The removal of the super bureaucrat, five months after his appointment, shocked the rulers who were not part of the state’s capture networks and it was this that probably led Zuma to call him to the “spaghetti” meeting.
Matona would not play ball in Eskom with those who planned coal contracts, especially those tied to the coal mines, to make them a fortune. In August, the commission heard how other state-owned company executives, including Molefe, were allegedly collecting bags of cash from the Gupta mansion in Saxonwold, Johannesburg or from the Sahara Computer family headquarters in Midrand.
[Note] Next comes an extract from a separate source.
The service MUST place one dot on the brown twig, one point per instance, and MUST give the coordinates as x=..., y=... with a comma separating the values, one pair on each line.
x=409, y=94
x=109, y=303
By the time Matona was fired, Gupta’s lieutenant, Salim Essa, with Zuma, had filled the Eskom board with Essa’s business partners and family to push forward the contracts.
A parliamentary inquiry into Eskom revealed how Essa had helped shape the appointment of directors with the help of then-minister for public companies, Lynne Brown. She had been in business with the man who would soon become Eskom president, Ben Ngubane, and with businessman Romeo Kumalo; In addition, she put family members and spouses of her friends and associates on the board. Interviews for these roles were reportedly conducted at the offices of Trillian’s Melrose Arch, Essa’s co-owned consulting firm that had also absorbed tens of millions of rand in consulting fees from the power company, in association with McKinsey. .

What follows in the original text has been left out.